Indonesia’s cinematic output has been incredibly impressive of late, with two of the best action films in recent memory manifesting there in the form of “The Raid” and “The Raid 2″.  Both outshine almost all of Hollywood’s efforts for the past decade in style and intensity with no small thanks to their incredible Indonesian crews, so it’s exciting to see those who worked on them in supporting roles get their chance to shine.

Ginanti Rona Tembang Sari was assistant director on both Raid films, as well as 2009′s grisly “Macabre,” which means she is no stranger to genre filmmaking.  “Midnight Show” sees her step into the main directorial role for the frist time with a project heavily inspired by the greats.  What we have here is a slasher/giallo that borrows liberally from everyone’s favorites while adding its own Indonesian twist.

The story opens in gory fashion as Bagas – a twelve year old boy – slaughters his entire family and chops them up with a meat cleaver.  Bagas is caught, sentenced and imprisoned, then released 15 years later.  Cut to somewhere in Jakarta, where a local cinema is conducting a midnight screening of a popular movie that chronicles the crimes of Bagas.  Shortly after the patrons take their seats and the staff start the projector, a white-masked maniac begins to pick them off one-by-one.

As the synopsis would suggest, the action primarily happens within the confines of a cinema.  It’s a fun setting which has been used to excellent effect previously in Lamberto Bava’s Italian horror cheese classic “Demons”; and 1987′s “Anguish”, a film with which “Midnight Show” shares a few themes and motifs.

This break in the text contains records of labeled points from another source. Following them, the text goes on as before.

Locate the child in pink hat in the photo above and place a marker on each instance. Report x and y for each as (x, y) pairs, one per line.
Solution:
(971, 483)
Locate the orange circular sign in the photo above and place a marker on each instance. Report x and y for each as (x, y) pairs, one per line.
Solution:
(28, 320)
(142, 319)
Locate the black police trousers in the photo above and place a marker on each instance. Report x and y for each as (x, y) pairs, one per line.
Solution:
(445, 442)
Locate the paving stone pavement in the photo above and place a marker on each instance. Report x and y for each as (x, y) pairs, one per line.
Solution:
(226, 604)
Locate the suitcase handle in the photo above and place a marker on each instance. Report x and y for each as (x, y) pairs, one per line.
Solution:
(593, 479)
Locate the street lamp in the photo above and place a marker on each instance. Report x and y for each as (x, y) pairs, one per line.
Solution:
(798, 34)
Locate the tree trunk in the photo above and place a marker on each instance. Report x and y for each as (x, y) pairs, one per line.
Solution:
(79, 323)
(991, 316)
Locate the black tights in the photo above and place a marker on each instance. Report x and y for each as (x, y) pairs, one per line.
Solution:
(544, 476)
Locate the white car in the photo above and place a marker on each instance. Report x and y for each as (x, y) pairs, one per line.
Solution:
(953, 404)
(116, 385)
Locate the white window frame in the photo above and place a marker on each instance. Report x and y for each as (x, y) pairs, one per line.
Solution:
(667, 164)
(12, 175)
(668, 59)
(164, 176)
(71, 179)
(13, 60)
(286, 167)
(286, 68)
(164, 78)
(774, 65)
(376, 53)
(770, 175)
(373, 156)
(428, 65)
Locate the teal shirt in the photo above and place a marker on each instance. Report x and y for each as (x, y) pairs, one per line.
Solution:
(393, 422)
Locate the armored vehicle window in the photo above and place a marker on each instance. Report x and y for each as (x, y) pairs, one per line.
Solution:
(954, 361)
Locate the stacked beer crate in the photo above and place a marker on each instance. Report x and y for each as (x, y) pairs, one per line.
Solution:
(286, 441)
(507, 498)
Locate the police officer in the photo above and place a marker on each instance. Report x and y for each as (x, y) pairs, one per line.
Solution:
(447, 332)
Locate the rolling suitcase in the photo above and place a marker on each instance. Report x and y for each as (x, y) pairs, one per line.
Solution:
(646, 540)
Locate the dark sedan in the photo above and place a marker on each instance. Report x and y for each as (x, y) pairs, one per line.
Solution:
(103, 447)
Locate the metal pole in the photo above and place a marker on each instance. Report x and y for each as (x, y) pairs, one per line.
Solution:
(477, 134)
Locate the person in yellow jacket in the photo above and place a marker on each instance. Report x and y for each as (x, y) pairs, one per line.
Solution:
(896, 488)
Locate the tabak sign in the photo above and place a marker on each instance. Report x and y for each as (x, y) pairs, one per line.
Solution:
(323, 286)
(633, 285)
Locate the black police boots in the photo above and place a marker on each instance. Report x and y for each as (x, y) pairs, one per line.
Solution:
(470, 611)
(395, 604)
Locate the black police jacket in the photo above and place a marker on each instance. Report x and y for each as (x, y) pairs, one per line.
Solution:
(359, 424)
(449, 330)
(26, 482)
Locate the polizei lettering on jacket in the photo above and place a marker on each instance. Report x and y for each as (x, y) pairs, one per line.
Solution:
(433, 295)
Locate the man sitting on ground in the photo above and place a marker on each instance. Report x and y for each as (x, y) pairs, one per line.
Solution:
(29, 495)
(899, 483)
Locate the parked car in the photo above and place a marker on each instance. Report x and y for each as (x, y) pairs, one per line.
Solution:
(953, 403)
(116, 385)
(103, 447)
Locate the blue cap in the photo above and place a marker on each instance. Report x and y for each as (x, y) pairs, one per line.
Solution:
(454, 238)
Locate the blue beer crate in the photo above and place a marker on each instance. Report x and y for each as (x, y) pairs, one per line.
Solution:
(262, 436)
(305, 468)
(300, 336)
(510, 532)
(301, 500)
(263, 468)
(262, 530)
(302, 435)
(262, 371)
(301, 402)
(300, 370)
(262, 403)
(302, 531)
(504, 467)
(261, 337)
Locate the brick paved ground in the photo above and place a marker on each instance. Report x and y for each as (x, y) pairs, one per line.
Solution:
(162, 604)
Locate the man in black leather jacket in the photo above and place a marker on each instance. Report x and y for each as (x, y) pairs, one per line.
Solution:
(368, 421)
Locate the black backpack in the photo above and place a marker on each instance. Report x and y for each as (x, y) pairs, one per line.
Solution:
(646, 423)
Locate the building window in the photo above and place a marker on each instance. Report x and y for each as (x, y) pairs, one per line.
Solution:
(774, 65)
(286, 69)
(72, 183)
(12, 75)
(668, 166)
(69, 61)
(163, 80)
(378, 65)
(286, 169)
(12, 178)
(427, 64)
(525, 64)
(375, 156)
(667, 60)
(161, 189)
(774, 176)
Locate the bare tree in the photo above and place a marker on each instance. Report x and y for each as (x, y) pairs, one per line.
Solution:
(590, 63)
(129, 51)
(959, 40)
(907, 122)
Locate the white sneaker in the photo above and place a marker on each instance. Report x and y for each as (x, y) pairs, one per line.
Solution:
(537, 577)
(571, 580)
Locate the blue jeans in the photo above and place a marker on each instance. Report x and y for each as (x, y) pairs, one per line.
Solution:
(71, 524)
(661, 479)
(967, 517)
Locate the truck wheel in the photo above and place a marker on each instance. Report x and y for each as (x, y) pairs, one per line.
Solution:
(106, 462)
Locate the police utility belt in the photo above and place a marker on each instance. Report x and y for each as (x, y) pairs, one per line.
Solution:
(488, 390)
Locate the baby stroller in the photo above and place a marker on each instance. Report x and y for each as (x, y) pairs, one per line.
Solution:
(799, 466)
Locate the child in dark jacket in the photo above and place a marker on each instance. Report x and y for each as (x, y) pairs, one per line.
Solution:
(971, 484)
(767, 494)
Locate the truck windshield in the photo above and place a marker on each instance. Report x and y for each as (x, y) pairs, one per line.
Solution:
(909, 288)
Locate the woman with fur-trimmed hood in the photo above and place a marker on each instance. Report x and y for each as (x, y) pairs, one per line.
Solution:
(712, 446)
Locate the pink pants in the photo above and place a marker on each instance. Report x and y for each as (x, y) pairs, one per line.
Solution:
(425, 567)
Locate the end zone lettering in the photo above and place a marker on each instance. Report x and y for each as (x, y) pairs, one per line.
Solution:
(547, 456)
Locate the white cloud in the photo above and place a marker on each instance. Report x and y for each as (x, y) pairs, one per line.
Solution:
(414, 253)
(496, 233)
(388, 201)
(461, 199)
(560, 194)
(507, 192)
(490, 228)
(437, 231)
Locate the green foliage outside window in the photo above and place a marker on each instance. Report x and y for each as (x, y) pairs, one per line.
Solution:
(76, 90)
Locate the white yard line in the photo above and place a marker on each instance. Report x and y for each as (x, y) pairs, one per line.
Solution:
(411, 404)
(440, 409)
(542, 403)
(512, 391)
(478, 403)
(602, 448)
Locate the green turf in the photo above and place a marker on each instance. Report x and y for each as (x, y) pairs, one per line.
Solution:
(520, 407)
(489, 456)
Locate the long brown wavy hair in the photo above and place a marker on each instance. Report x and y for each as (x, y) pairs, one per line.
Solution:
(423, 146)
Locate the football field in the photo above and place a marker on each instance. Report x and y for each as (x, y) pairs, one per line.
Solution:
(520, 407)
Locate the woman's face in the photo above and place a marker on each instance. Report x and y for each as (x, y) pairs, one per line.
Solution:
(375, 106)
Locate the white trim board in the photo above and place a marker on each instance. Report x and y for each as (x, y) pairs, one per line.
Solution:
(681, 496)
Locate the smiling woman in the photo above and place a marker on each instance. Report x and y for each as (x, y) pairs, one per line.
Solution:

The killer’s origin story and appearance bear more than a passing similartiy to those of Michael Myers, who was a clear inspiration.  Being thrilled by yet another man-in-a-mask is a tough prospect these days, as we’ve seen so many of them on screen before.  Sadly, the killer in “Midnight Show” doesn’t really cut an imposing figure, and the backstory doesn’t bring a lot of new material to the table.  We also get too much of him too early, taking the wind out of the mystery and tension’s sails.

After speaking of seeing too much – the film is lit very starkly.  There’s a real missed opportunity to create atmosphere with the use of darkness and shadow.  A flickering projector, a dark cinema, an eerie glow from the silver screen – so many opportunities to exploit the setting are missed here, as the entire film is bright and almost sterile in its appearance.  The cinematography is competent, but everything ends up looking flat.

The cast are generally likable even though they’re not given a lot to work with character-wise.  The script and plot structure adhere to the traditional slasher formula, then take a turn into the more modern torture genre territory toward the end, complete with a derivative ending that isn’t massively surprising.

There’s a lot of imagery in “Midnight Show” that suggests the intention is to make a comment on how media affects us and changes the way we perceive people.  The film is somewhat inexplicably set in 1998, as it doesn’t really use the time period to any particular advantage.  Perhaps it was intended simply as a means to trap the film’s victims in the cinema without use of cell phones; but my theory is that it’s just a good excuse to have a real film-project on screen. It must be there as a tribute to the grindhouse classics that served as the film’s inspiration, complete with reels of celluloid and the characters going through the process to load the projector for us.  In some ways it’s unfortunate and ironic that “Midnight Show” was shot on digital rather than film.  That may have given it a more authentic aesthetic.

While it may sound like I’m being particularly down on this movie, there is still a palpable sense of passion and excitement for filmmaking on display here.  It’s admittedly very low budget, and what they’ve achieved is no small feat.  You can feel the desire to make a fun horror flick, and it comes across admirably.  It just ends up feeling a little empty, and I fear that could be because I’m missing something vital – something lost in translation.  Perhaps there’s something deeper at work here that doesn’t pop out at me because of my admittedly limited knowledge of Indonesian film history and political media.  Either way, “Midnight Show” is a decent debut hampered by not-so-original ideas and some unfortunate presentational limitations.  It’s still worth watching for fans of the genre, particularly to support the Indonesian film history which is clearly brimming with talent.

Whatever you do, just don’t confuse it with the other 2016 film titled “Midnight Show” which stars Ron Jeremy.